Israelis are amazed at Hebrew-speaking Egyptians. They are reporting on the events in Egypt, and surprise us no less than a cat reciting Shakespeare. We are surprised to see an eloquent Egyptian journalist who says sensible things on the Channel 10 news, and ask how it can be that such a woman wears a hijab. We know what a hijab is; we’ve seen women wearing it. We’ve seen them screaming at soldiers in the West Bank and weeping over the dead in the Gaza Strip. But a woman in a hijab who speaks in good Hebrew about social justice? That’s a woman like we’ve never seen before.
Why does she surprise us? Why are we surprised by the Hebrew of Heba Hamdy Abo Seif, on Channel 10 news, and Munir Mahmoud on Army Radio? We are surprised because their Hebrew blurs the clear boundary that must separate enemies. The funny Hebrew heard on the Kol Hara’am radio station, which was broadcast from Cairo in the 1960s − that we could handle even today. That Hebrew set a clear boundary between the Arabs and us, and bolstered what we had always known: that we are superior and they are ludicrous. That is how it’s supposed to be between enemies. Until Abo Seif appeared on television, that boundary was strong and stable. While she has managed to undermine it a bit, even her eloquent Hebrew will not erase a century of mutual loathing.
Abo Seif and Mahmoud reflect an image of the Arab that was drummed into us at school; back then we knew what an Arab was without ever having known a single one.
A study conducted in 1985 by education professor Adir Cohen determined that in local children’s literature, the Arab is “primitive, cruel and traitorous.” Dr. Sara Zamir’s 2004 study on junior-high school literature revealed similar findings. “In ongoing, severe and violent conflict situations,” she wrote, “there is an increasing tendency of each side to view the opposite side as an inhuman entity, which does not deserve to take part in the community of nations.”
The children who read the children’s books and studied in those junior high schools are “disciples” of the conflict. When they enlisted in the military, they became pursuers of wanted militants and guards of checkpoints. That is how they encountered weeping women and frightened children. Years of indoctrination were of no avail to those who faced women and children: They had trouble facing a crying child despite having been taught that he was merely a primitive, cruel and traitorous enemy.
But the feeling of superiority did not suffice: These same people were positive that they surpassed the enemy by any measure. They were therefore offended, for example, to find that Palestinian negotiator Saeb Erekat’s English is better than Minister Avigdor Lieberman’s, and were disappointed to learn that Iran will be playing in the World Cup while Israel’s team will not.

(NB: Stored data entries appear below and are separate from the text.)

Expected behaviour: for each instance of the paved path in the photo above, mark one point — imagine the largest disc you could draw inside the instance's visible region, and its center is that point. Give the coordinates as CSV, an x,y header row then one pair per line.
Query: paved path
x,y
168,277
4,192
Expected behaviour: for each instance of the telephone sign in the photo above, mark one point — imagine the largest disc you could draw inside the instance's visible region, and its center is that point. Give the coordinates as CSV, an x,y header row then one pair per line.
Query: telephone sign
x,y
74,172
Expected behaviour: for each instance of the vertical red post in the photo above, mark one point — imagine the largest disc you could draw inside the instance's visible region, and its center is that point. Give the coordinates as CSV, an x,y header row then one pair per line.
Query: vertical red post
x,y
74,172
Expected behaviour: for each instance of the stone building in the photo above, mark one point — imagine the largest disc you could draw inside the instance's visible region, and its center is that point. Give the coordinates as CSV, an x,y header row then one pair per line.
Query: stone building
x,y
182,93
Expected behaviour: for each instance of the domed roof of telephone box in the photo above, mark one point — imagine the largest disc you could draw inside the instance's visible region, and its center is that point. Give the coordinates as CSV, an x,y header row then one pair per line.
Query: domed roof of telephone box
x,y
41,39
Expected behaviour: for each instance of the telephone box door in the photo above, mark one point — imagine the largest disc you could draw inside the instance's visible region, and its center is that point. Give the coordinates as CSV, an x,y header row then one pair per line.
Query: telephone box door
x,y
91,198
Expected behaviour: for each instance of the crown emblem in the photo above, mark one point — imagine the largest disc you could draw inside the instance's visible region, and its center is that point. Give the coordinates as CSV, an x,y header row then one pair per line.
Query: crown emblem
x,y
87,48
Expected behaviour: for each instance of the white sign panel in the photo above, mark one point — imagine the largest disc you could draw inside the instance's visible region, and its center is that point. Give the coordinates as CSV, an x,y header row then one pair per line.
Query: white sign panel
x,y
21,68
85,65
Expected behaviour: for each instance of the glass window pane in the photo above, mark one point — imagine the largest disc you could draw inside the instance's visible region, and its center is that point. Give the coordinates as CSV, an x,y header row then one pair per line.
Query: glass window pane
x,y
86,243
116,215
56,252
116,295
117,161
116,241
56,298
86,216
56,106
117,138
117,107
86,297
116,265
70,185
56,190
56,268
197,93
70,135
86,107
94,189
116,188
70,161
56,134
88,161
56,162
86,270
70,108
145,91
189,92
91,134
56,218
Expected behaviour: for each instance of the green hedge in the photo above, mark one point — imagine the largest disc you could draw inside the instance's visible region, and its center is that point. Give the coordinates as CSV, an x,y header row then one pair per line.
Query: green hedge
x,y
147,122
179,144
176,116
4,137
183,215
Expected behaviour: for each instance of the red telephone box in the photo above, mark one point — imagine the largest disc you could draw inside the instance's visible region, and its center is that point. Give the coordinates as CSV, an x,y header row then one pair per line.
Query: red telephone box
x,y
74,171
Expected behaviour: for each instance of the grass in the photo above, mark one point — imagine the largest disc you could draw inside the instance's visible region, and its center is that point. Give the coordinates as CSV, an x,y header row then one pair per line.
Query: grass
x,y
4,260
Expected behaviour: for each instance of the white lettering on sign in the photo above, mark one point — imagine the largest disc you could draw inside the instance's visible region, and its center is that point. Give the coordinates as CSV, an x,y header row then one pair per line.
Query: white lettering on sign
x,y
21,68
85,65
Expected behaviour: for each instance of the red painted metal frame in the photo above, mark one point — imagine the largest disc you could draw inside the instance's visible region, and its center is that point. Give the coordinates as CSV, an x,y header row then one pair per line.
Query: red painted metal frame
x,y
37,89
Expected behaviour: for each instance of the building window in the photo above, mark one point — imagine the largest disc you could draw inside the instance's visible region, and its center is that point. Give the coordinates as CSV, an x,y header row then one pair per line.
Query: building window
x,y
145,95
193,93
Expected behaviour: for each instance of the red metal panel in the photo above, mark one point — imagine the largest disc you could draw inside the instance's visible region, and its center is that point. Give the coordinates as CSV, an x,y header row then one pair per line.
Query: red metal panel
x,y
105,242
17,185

Being raised on a certain image of the Arab did something to us: Today it is hard to find Arabic speakers in Israel who are not Arabs or who were not born in a Muslim country. Ninety percent of the Arabs in this country speak Hebrew, while only 3 percent of Israeli-born Jews speak Arabic. Last year only some 2,000 Jewish high-school students took the matriculation exam in the language of 20 percent of their country’s residents. The teenagers who took that test in Arabic did not see it as bridge: They saw it as a weapon, and most of them, presumably, were inducted into Unit 8200.
Meanwhile, anyone who was not interested in serving in that unit or elsewhere in Military Intelligence asked: What’ll Arabic get me? And so, with those few words, Shimon Peres’ dream of the New Middle East was wiped out. It was wiped out by those who were supposed to realize it. No young Israeli believes anymore that something will come of his studying Arabic, even if two geezers from the Middle East don’t stop shaking hands on the White House lawn.

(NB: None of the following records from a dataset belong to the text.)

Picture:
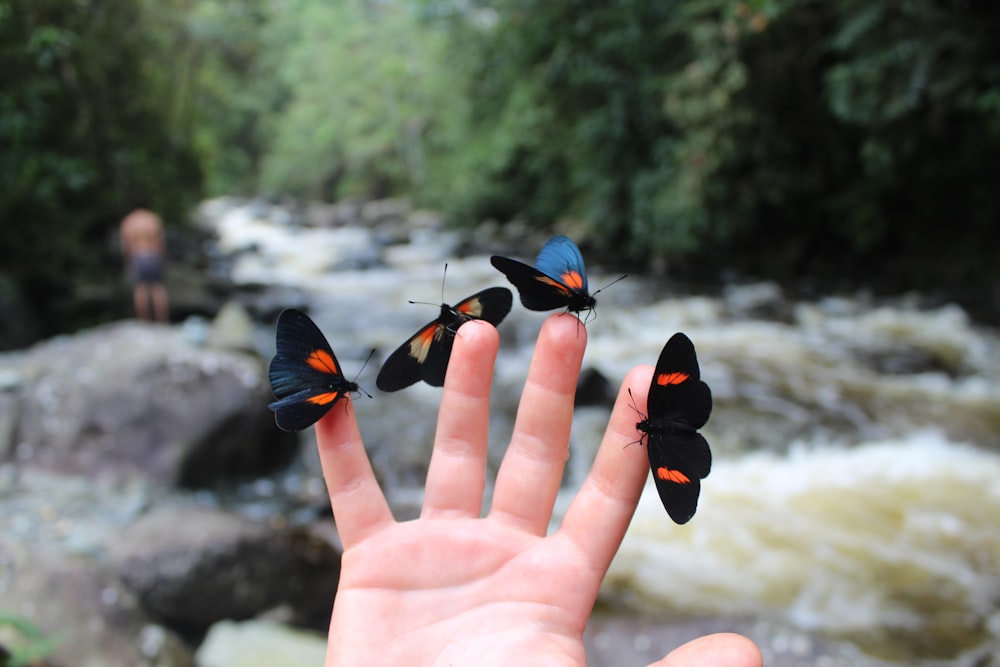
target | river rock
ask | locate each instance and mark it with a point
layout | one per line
(260, 643)
(193, 567)
(137, 398)
(89, 617)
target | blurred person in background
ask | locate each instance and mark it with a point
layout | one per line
(144, 247)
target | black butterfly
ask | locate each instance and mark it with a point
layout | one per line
(304, 373)
(558, 279)
(679, 404)
(424, 356)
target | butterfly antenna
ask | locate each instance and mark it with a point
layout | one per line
(360, 388)
(444, 275)
(639, 412)
(428, 303)
(616, 280)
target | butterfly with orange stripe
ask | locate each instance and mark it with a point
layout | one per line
(304, 373)
(679, 403)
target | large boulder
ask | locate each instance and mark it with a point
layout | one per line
(135, 398)
(193, 567)
(86, 616)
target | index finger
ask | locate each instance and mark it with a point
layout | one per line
(359, 507)
(599, 515)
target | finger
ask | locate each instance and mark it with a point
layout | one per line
(457, 473)
(359, 507)
(723, 649)
(598, 517)
(531, 471)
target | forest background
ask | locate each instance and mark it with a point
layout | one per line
(838, 143)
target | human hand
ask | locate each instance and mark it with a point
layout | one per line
(452, 588)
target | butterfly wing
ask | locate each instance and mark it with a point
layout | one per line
(561, 260)
(678, 462)
(410, 361)
(491, 304)
(679, 403)
(305, 375)
(677, 392)
(425, 355)
(537, 290)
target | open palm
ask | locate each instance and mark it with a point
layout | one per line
(455, 588)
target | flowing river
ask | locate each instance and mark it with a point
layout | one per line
(855, 490)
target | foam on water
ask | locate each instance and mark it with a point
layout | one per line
(894, 544)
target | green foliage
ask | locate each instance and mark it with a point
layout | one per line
(27, 644)
(365, 87)
(774, 137)
(103, 102)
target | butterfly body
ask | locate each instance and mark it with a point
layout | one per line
(557, 280)
(425, 355)
(679, 403)
(304, 373)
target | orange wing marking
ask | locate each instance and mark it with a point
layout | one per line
(323, 399)
(421, 343)
(554, 283)
(321, 361)
(472, 307)
(672, 378)
(671, 475)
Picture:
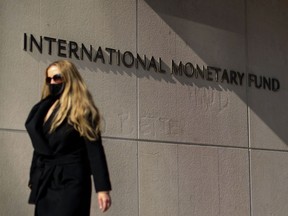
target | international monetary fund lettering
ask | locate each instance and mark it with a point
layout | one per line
(71, 49)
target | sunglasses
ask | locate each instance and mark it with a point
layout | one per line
(57, 79)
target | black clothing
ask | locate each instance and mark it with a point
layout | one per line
(62, 164)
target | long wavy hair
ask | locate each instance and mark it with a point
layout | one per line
(76, 103)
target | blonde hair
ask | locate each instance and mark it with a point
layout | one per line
(76, 103)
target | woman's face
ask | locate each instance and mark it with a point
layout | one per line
(54, 75)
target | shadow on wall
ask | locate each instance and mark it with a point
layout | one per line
(212, 21)
(223, 17)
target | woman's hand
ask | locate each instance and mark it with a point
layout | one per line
(104, 200)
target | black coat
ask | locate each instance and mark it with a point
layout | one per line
(62, 164)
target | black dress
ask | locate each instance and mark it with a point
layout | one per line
(62, 164)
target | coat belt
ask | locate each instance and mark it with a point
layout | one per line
(45, 168)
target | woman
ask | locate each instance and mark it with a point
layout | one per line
(65, 134)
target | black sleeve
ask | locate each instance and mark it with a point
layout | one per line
(32, 168)
(98, 164)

Nobody here dreams anymore of language as a bridge between peoples − certainly no one in the press does. Its job after all is not to build bridges but rather to report the news. It has to report on what we want to know and also on what we need to know. Evidently, we neither need nor want to know about the world around us.

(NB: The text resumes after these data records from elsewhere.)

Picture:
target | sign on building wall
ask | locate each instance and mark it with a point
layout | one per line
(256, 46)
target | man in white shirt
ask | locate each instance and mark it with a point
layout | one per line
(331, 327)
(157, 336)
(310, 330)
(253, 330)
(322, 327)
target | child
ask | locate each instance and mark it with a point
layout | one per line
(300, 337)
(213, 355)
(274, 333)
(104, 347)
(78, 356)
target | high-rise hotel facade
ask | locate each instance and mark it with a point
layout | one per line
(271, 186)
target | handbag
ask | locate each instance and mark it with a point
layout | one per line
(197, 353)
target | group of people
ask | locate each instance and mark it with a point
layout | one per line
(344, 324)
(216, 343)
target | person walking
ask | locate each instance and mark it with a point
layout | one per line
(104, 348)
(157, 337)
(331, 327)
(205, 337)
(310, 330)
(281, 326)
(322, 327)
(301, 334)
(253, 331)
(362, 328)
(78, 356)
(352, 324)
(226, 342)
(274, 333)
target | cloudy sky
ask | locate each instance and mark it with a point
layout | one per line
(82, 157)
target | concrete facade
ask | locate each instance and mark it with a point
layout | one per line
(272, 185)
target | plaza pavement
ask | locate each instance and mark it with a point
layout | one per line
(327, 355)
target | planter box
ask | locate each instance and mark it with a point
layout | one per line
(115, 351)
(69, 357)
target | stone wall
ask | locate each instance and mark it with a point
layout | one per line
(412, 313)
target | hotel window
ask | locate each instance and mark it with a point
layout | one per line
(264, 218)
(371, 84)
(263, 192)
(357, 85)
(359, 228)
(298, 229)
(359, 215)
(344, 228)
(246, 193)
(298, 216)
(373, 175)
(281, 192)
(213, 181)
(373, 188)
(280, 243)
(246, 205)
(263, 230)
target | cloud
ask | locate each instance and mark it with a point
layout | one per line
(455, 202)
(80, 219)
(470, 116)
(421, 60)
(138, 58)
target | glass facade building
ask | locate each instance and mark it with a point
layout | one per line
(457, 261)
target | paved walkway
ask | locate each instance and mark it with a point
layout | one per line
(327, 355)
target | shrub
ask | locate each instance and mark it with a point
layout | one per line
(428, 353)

What do we know about the Arab world? Nothing. The Israeli press had no correspondents in Cairo and Amman even when times were quieter over there and better over here. We know the world around us through Zvi
Yehezkeli’s trivia on Channel 10 and Ehud Yaari’s MI briefings on Channel 2.
We’ve never had a real interest in the lives of Munir Mahmoud and Heba Hamdy Abo Seif, and therefore radio host Razi Barkai was surprised to hear Mahmoud’s Hebrew. If we knew how they live there and what is taught there, perhaps Barkai would not have been surprised − but, then, our faith in our superiority would be shaken. The knowledge that we are actually pretty similar to each other would nullify the sense of superiority on which we were raised, and without an awareness of that superiority there can be no victory in war.
The recognition that there are human beings nearby who are like us is subversive and dangerous: It might yet awaken us from our sweet dream. In reality we are a small country that refuses to believe it is in the Middle East. In our dreams, we are Europeans. Singing in the
Eurovision contest, playing in the Euroleague and skiing in the Alps. When they show women in a hijab on television, we say: Yuck. And then along comes
Abo Seif and confounds us.
We may be confounded, but even 100,000 rabid Beitar fans won’t convince us that we are not living where we imagine ourselves living.